## EECS 361 Homework 4 Fall 2006 Due: 11/23/06

- 1. [10] Here is a series of address references given as word addresses: 1, 4, 8, 5, 20, 17, 19, 56, 9, 11, 4, 43, 5, 6, 9, 17. Assuming a direct mapped cache with 16 one-word blocks that is initially empty, label each reference in the list as a hit or a miss and show the final contents of the cache.
- 2. [10] Using the series of references given in Problem 1, show the hits and misses and final cache contents for a direct-mapped cache with four-word blocks and a *total size* of 16 words.

## **Average Memory Access Time**

To capture the fact that the time to access data for both hits and misses affects performance, designers often use average memory access time (AMAT) as a way to examine alternative cache designs. Average memory access time is the average time to access memory considering both hits and misses and the frequency of different accesses; it is equal to the following:

AMAT = Time for a hit + Miss rate x Miss penalty AMAT is useful as a figure of merit for different cache systems.

- 3. [5] Find the AMAT for a machine with a 2-ns clock, a miss penalty of 20 clock cycles, a miss rate of 0.05 misses per instruction, and a cache access time (including hit detection) of 1 clock cycle. Assume that the read and write miss penalties are the same and ignore other write stalls.
- 4. [5] Suppose we can improve the miss rate to 0.03 misses per reference by doubling the cache size. This causes the cache access time to increase to 1.2 clock cycles. Using the AMAT as a metric, determine if this is a good trade-off.
- 5. [10] If the cache access time determines the processor's clock cycle time, which is often the case, AMAT may not correctly indicate whether one cache organization is better than another. If the machine's clock cycle time must be changed to match that of a cache, is this a good trade-off? Assume the machines are identical except for the clock rate and the number of cache miss cycles; assume 1.5 references per instruction and a CPI without cache misses of 2. The miss penalty is 20 cycles for both machines.

6. [10] You have been given 18 32K x 8-bit SRAMs to build an instruction cache for a processor with a 32-bit address. What is the largest size (i.e., the largest size of the data storage area in bytes) direct-mapped instruction cache that you can build with one-word (32-bit) blocks? Show the breakdown of the address into its cache access components (for an example, see Figure 1) and describe how the various SRAM chips will be used. (Hint: You may not need all of them.)



Figure 1 The caches in the DECStation 3100 each contain 16K blocks with one word per block. This means that the index is 14 bits and that the tag contains 16 bits.

7. [10] This exercise is similar to Problem 6, except that this time you decide to build a direct-mapped cache with four-word blocks as in Figure 2. Once again show the breakdown of the address and describe how the chips are used.

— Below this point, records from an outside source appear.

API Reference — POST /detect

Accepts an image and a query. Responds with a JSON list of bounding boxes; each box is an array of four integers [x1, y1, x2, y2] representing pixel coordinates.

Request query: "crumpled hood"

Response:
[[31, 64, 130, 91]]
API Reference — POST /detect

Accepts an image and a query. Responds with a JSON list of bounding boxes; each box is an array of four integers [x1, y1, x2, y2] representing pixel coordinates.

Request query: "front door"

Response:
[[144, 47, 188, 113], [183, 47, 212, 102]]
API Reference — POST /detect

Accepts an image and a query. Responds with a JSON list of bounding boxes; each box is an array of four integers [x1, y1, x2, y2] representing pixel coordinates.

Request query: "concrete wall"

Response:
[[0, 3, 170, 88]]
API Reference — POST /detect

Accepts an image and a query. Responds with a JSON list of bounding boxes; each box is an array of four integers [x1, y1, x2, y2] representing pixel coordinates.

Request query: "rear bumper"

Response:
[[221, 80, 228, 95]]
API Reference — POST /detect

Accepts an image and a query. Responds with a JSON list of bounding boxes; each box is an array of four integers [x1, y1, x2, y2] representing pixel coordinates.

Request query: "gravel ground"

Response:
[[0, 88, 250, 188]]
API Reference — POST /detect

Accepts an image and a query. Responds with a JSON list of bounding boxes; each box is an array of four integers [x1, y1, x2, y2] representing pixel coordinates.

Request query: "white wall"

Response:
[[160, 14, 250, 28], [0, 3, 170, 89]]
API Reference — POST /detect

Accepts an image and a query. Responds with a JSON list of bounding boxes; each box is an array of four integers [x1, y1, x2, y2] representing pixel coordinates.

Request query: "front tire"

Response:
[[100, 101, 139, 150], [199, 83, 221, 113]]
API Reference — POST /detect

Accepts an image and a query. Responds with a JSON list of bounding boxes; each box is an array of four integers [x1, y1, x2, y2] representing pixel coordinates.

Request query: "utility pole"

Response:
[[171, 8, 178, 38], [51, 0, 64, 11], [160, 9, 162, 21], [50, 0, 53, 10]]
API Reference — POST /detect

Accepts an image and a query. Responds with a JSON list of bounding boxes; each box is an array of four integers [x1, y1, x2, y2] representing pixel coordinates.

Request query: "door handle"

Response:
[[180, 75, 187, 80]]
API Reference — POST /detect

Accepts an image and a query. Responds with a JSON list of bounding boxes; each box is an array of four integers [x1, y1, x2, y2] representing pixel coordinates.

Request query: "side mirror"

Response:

Figure 2 A 64-KB cache using four-word (16-byte) blocks. The tag field is 16 bits wide and the index field is 12 bits wide, while a 2-bit field (bits 3-2) is used to index the block and select the word from the block using a 4-to-1 multiplexor. In practice, the low-order bits of the address (bits 2 and 3 in this case) are used to enable only those RAMs that contain the desired word, eliminating the need for the multiplexor. Another way to eliminate the multiplexor is to have a large RAM for the data (with the tags stored separately) and use the block offset to supply 2 address bits for the RAM. The RAM must be 32 bis wide and have four times as many words as blocks in the cache.

- 8. [20] Consider three machines with different cache configurations:
  - Cache 1: Direct-mapped with one-word blocks
  - Cache 2: Direct-mapped with four-word blocks
  - Cache 3: Two-way set associative with four-word blocks

The following miss rate measurements have been made:

- Cache 1: Instruction miss rate is 4%; data miss rate is 8%.
- Cache 2: Instruction miss rate is 2%; data miss rate is 5%.
- Cache 3: Instruction miss rate is 2%; data miss rate is 4%.

For these machines, one-half of the instructions contain a data reference. Assume that the cache miss penalty is 6 + Block size in words. The CPI for this workload was measured on a machine with cache 1 and was found to be 2.0. Determine which machine spends the most cycles on cache misses.

9. [5] The cycle times for the machines in Problem 8 are 2 ns for the first and second machines and 2.4 ns for the third machine. Determine which machine is the fastest and which is the slowest.